Von ferne hörte
ich dieses eigenartig wässrige Vogelgezwitscher schon auf dem
Marktplatz... und lief darauf zu.
Ein Mann saß da zwischen etwa 50 von ihm
getöpferten Gefäßen, die einander im Bau glichen. Nur die Glasur war
verschieden. Er hatte einen Topf mit Wasser neben sich.
Ich durfte ein Tongefäß nach seiner
Anweisung etwa zu zwei Dritteln mit Wasser füllen - und siehe da: Der
Ton der ertrunkenen Nachtigall flog mir zu.
Mit dem Gerät Vogelstimmen zu imitieren
ist viel leichter als mit den berüchtigten Holzmundstückchen, die auf
Märkten oft von souverän pfeifenden Verkäufern feilgeboten werden -
und zuhause schafft man dieses Pfeifen nicht, und das Mundstück landet
tot in der Schublade.
Zwei der Tonpfeifen kaufte ich.
Dergleichen habe ich nie mehr angetroffen. Ich weiß nicht, welch
kleiner aber wirksamer Trick im Gefäßinneren die Nachtigall so
herzzerreißend aus dem Wasser singen lässt.

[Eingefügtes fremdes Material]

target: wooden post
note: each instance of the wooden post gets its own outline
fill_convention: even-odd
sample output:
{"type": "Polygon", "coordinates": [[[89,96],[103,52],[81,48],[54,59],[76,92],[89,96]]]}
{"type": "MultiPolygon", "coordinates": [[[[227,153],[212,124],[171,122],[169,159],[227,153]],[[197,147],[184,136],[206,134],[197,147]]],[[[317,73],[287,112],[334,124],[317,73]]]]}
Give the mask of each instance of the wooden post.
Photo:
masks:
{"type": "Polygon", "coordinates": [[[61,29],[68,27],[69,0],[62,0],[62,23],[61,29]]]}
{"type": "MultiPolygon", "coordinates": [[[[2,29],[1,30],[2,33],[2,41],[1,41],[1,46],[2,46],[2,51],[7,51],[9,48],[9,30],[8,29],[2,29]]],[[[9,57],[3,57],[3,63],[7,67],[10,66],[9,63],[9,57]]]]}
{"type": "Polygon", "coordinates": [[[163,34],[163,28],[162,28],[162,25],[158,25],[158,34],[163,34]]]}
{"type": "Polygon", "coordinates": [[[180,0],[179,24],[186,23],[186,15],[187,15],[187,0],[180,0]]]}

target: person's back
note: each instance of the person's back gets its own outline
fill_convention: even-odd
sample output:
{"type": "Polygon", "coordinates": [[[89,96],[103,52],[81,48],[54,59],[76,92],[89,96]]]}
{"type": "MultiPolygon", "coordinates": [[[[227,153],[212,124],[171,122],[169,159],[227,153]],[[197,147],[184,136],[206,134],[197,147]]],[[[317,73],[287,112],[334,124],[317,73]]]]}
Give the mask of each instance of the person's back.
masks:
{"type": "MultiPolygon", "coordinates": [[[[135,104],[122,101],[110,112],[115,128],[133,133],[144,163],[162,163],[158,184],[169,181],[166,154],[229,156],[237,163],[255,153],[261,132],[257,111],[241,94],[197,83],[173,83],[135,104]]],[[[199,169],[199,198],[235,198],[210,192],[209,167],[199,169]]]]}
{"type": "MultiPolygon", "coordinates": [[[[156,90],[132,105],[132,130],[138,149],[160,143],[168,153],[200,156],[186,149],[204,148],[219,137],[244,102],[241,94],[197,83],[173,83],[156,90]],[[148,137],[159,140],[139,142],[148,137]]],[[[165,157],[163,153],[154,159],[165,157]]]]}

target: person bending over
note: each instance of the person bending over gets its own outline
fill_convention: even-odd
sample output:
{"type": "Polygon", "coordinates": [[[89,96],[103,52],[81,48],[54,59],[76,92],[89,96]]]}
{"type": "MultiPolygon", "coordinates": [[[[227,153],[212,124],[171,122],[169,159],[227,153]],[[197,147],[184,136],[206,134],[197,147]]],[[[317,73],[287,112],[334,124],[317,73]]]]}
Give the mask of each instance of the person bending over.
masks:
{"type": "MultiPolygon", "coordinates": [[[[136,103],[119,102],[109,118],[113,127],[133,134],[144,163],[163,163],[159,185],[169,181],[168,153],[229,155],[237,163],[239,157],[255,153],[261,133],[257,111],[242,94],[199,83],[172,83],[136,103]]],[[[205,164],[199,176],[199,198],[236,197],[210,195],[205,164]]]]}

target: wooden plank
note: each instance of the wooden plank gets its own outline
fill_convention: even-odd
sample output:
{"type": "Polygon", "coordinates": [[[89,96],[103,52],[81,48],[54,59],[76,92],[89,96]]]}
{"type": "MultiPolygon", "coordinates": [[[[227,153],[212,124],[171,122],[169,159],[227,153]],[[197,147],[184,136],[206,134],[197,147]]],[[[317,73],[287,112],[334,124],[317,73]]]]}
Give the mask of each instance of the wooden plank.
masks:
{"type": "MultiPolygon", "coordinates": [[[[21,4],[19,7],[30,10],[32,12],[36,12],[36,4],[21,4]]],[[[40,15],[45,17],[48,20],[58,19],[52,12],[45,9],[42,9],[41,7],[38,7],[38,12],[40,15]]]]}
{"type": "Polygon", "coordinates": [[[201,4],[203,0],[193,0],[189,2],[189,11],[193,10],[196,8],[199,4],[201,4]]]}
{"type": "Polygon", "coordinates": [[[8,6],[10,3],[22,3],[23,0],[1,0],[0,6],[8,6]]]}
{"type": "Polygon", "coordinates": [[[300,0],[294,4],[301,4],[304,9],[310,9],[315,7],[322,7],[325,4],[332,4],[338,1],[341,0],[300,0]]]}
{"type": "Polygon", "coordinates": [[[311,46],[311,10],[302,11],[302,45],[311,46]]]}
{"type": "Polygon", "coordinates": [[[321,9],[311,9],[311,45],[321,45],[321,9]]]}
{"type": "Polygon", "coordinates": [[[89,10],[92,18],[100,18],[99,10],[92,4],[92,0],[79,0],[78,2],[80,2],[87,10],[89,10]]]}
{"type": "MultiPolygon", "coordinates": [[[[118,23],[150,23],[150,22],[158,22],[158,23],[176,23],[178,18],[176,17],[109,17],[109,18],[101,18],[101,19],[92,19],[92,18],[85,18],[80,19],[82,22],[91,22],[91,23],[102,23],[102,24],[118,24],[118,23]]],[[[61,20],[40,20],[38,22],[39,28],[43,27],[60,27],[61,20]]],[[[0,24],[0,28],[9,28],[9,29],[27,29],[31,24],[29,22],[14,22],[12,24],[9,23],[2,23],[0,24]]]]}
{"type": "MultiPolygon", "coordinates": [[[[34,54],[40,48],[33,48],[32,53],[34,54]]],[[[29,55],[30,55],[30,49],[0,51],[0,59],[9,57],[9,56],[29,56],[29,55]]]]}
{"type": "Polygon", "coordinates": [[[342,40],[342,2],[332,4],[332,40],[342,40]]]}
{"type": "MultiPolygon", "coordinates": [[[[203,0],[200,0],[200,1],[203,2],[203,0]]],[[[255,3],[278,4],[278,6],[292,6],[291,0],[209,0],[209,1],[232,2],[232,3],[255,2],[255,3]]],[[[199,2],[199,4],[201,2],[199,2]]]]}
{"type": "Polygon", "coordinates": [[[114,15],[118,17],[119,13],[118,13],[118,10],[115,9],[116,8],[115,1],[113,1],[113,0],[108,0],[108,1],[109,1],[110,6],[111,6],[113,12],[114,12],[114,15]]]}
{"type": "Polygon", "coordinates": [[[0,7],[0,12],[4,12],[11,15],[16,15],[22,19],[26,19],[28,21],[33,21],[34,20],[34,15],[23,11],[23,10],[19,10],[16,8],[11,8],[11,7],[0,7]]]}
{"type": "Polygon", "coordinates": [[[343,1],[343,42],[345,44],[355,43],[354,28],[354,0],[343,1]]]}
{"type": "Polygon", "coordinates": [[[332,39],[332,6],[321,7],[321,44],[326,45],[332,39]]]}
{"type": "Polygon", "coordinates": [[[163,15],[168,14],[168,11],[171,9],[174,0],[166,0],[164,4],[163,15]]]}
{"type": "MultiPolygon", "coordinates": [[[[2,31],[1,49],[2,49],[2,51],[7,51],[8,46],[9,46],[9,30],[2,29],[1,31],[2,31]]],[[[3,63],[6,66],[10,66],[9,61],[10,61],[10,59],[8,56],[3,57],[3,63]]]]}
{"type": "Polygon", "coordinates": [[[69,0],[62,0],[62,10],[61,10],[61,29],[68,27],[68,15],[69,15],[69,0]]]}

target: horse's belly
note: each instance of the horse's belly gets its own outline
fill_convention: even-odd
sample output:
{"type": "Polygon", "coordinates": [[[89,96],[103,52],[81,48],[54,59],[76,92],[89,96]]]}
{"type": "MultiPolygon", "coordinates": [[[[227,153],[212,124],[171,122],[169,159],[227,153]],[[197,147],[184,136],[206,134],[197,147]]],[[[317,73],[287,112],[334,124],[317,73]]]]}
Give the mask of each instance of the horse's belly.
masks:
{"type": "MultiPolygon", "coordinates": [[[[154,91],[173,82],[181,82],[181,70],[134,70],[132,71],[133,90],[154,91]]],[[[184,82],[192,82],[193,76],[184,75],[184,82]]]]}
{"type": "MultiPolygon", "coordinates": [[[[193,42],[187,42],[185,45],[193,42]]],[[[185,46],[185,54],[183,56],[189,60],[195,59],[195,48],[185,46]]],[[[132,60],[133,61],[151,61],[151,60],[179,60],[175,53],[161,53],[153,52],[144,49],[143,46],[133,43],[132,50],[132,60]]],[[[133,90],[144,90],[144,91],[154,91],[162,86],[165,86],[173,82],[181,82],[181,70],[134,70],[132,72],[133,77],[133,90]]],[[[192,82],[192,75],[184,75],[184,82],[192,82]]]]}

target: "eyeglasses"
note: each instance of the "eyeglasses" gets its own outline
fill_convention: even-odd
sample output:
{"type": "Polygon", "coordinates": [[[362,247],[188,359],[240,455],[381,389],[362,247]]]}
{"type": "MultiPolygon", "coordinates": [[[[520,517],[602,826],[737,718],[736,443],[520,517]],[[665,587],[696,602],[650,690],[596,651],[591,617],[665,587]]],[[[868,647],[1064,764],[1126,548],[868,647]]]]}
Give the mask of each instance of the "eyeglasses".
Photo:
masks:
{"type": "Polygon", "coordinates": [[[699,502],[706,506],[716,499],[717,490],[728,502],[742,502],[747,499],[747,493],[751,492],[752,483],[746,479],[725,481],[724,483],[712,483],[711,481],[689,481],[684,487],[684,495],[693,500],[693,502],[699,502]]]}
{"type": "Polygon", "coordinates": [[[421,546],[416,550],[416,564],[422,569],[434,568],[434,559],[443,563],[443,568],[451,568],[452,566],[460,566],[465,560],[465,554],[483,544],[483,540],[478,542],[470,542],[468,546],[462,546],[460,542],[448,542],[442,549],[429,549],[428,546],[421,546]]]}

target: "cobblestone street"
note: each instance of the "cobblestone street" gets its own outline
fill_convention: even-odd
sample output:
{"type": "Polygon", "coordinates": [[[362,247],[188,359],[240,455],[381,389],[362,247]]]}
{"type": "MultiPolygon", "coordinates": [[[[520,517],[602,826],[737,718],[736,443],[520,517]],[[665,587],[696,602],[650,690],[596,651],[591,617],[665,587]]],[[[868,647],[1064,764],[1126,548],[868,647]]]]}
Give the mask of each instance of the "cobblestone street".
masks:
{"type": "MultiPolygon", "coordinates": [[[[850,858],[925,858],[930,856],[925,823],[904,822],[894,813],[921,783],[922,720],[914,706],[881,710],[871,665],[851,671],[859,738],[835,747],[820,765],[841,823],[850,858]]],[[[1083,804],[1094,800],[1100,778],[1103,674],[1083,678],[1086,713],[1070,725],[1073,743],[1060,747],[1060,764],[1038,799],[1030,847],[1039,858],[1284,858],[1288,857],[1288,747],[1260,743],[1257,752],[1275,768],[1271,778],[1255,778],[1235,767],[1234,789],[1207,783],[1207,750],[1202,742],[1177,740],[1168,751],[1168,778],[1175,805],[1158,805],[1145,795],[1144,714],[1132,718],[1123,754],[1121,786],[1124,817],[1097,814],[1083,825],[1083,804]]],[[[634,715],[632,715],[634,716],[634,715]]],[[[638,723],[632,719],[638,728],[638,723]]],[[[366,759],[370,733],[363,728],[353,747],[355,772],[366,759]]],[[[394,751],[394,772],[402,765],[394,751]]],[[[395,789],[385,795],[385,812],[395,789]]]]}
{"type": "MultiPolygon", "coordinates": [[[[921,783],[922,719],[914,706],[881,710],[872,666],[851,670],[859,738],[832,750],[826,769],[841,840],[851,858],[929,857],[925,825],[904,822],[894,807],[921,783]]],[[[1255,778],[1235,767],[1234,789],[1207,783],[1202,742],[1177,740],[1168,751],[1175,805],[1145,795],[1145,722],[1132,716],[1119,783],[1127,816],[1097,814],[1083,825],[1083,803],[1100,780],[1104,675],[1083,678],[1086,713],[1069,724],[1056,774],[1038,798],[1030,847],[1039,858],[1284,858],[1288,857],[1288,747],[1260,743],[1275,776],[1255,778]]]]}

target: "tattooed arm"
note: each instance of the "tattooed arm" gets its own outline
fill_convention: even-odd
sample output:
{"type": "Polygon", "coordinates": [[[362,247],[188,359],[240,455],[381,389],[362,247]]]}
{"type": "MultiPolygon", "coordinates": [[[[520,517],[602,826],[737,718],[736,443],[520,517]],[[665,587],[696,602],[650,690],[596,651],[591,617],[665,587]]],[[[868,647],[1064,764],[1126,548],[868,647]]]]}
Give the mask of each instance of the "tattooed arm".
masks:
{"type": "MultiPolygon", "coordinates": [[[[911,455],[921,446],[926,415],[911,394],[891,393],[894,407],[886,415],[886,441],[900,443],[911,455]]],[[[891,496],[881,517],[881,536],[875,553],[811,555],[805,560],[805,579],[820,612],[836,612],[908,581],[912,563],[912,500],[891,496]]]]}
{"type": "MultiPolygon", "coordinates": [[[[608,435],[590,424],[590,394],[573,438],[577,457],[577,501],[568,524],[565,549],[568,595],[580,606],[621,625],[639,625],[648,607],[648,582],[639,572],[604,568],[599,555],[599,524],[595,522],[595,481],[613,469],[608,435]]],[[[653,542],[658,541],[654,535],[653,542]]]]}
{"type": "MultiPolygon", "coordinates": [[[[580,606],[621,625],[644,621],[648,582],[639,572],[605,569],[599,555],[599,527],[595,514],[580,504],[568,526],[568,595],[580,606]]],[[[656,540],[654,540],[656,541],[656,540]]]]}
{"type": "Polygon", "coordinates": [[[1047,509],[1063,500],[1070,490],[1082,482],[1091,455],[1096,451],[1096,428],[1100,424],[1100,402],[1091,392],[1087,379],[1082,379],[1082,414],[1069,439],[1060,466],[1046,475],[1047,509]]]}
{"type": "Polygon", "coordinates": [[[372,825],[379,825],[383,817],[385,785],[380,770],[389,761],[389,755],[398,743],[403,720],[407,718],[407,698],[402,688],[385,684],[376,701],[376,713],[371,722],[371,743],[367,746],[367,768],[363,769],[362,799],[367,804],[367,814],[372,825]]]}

Ein geniales Teil mit dieser traurigen
Geschichte im Gefolge: Wenn ein Kunde das Tierchen hören will, nehme
ich die wasserlose Pfeife und sage zu ihm: "Moment, ich muss die
Nachtigall erst ertränken". Vor seinen Augen gieße ich die
passende Wassermenge ein, warte einen Moment und pfeife dann.
Manchmal habe ich Kundinnen, die beim
"Ertränken" echt betroffen weggucken. Und schiebe bei Bedarf
eine Inhaltsangabe nach von Oskar Wildes "Die Nachtigall und die
Rose".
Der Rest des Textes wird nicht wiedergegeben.